Aline Stavritis, an Athenian lawyer, says her favourite area on the island is the northern coast. Northern Corfu’s lusher terrain, with its stunningly sculpted cliffs that plunge down to sandy beaches, tranquil bays and mystical coves, is famed for its dramatic landscapes.
From Paleokastritsa, Stavritis suggests you make your way further north toward one of two beaches (both about a 40-minute drive): Arillas Beach or Porto Timoni Beach. Arillas Beach is a tranquil, sandy spot where you can also enjoy a relaxed lunch at one of the tavernas nearby. There are sunbeds available and there’s rarely a crowd. “This is my go-to spot for a quiet day at the beach where I know I can get a quality lunch as well,” says Stavritis.
For the more adventurous beach seeker, walk down to Porto Timoni Beach after parking at the village of the same name. Blessed with beautiful crystal-clear waters, this beach is a little more of a challenge to get to, and you’ll need walking shoes for the rocky path down to the bay (along with water and a snack). If you decide to head toward the northeastern coast, Stavritis suggests the gorgeous beaches of Barbati, Nissaki, Kassiopi or Kerasia, and lunch at Le Grand Balcon in Pyrgi, which is less than a 10-minute drive from Barbati and Nissaki beaches. Its name is certainly fitting – the view from the balcony is magnificent.
Another 20-minute drive north from Arillas Beach are two must-visit sites for anyone (particularly photographers) seeking out dramatic landscapes: the very popular Canal d’Amour (Channel of Love) and the more impressive, but slightly more difficult to get to, Cape Drastis. Both spots boast striking landscapes of weather-beaten rock formations. Warning: be careful who you go to Canal d’Amour with; legend has it that you’ll fall in love and be destined to spend the rest of your years together. A nine-minute drive from Canal d’Amour (or seven minutes from Cape Dratsis) will take you to 7th Heaven, a café with another mind-boggling view.

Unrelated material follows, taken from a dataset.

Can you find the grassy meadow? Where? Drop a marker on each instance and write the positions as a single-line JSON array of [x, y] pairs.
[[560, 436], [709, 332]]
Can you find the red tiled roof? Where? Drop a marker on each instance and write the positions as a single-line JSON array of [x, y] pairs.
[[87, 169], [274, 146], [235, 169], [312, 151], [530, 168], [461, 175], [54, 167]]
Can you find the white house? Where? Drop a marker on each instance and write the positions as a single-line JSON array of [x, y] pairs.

If dozing on a sunbed is not your idea of a day at the beach, then the action-loving enthusiast in you will have to head on over to one of the water sports venues that are scattered across the island. Check out the array of beginner and more advanced lessons from waterskiing to adrenaline tubes up north at Sidari Watersports. Paraglide 50m (164ft) above the sea at Corcyra Beach on the east coast, and try new wakeboard manoeuvres at Barbati Watersports on the northeastern coast.

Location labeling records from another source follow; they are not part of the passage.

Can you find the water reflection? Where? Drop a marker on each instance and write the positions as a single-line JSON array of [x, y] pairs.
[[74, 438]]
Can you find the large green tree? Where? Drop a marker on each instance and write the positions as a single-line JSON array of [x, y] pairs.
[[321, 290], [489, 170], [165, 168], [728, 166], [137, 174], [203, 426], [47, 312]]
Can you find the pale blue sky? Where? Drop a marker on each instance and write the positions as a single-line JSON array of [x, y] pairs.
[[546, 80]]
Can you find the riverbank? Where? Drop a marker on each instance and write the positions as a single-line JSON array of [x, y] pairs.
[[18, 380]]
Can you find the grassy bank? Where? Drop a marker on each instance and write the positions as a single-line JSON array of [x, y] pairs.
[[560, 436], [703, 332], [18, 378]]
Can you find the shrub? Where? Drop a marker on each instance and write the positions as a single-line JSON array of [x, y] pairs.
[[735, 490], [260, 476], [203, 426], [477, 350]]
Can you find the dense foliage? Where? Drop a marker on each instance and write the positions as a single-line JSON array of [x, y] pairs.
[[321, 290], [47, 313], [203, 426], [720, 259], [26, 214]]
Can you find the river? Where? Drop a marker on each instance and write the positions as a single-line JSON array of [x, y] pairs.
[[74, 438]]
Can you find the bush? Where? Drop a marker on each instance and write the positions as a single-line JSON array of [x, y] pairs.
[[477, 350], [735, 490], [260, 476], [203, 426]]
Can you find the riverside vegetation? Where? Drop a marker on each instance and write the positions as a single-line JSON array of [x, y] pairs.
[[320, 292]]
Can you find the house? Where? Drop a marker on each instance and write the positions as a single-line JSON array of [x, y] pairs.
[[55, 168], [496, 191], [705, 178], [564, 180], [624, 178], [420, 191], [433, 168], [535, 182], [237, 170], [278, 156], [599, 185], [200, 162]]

Garage Performing Arts Centre has been keeping Corfu dancing since 2012. Set up in a converted garage by the well-established dancer/choreographer duo Mary and Evangelia Rantou, this 60-seat venue plays host to both Greek and foreign dance productions, seminars and lectures but also offers modern dance and yoga classes. A 20-minute walk from Old Town, the space’s industrial aesthetic adds a modern, contrasting edge to the outskirts of the island’s capital.

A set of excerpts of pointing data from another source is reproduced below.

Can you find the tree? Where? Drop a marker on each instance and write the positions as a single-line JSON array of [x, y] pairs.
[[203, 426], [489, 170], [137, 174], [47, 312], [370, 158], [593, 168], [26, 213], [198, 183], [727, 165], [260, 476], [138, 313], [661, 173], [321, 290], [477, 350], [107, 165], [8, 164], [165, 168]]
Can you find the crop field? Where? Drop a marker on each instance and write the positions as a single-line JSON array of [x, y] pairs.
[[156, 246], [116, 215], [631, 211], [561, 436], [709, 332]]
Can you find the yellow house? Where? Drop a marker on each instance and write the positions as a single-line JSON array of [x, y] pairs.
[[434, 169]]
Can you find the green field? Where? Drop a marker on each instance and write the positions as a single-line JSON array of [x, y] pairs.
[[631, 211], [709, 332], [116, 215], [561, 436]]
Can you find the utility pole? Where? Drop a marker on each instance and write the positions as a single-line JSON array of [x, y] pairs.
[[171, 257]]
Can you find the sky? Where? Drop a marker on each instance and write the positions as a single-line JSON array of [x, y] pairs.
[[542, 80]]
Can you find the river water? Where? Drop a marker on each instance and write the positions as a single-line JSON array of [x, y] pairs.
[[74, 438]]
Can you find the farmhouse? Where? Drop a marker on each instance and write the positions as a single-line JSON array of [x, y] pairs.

Well-known Athenian cake and biscuit connoisseur Evita Papacharalambous says Corfu’s retro classics are a must-try. Guaranteed first-rate local ingredients (Corfu’s butter is known to be outstanding) can be found at the Periklis Alexis dairy store. The store has been whipping up decadent dairy concoctions since the 1950s, with perennial sweet hits including vanilla cream pudding, galaktoboureko (semolina custard in syrup-infused filo) and creamy rice pudding. Another old-school pit stop is patisserie Papagiorgis (running for over over 90 years), where you’ll be swooning over the house-made ice cream, mille-feuille (custard slice) and traditional Easter sweet bread, corfiot fogatsa. At Lazaris distillery and artisanal sweets, try the sikomaida (a pepper- and ouzo-infused dried fig and grape delicacy) and the island’s own bittersweet kumquat preserve.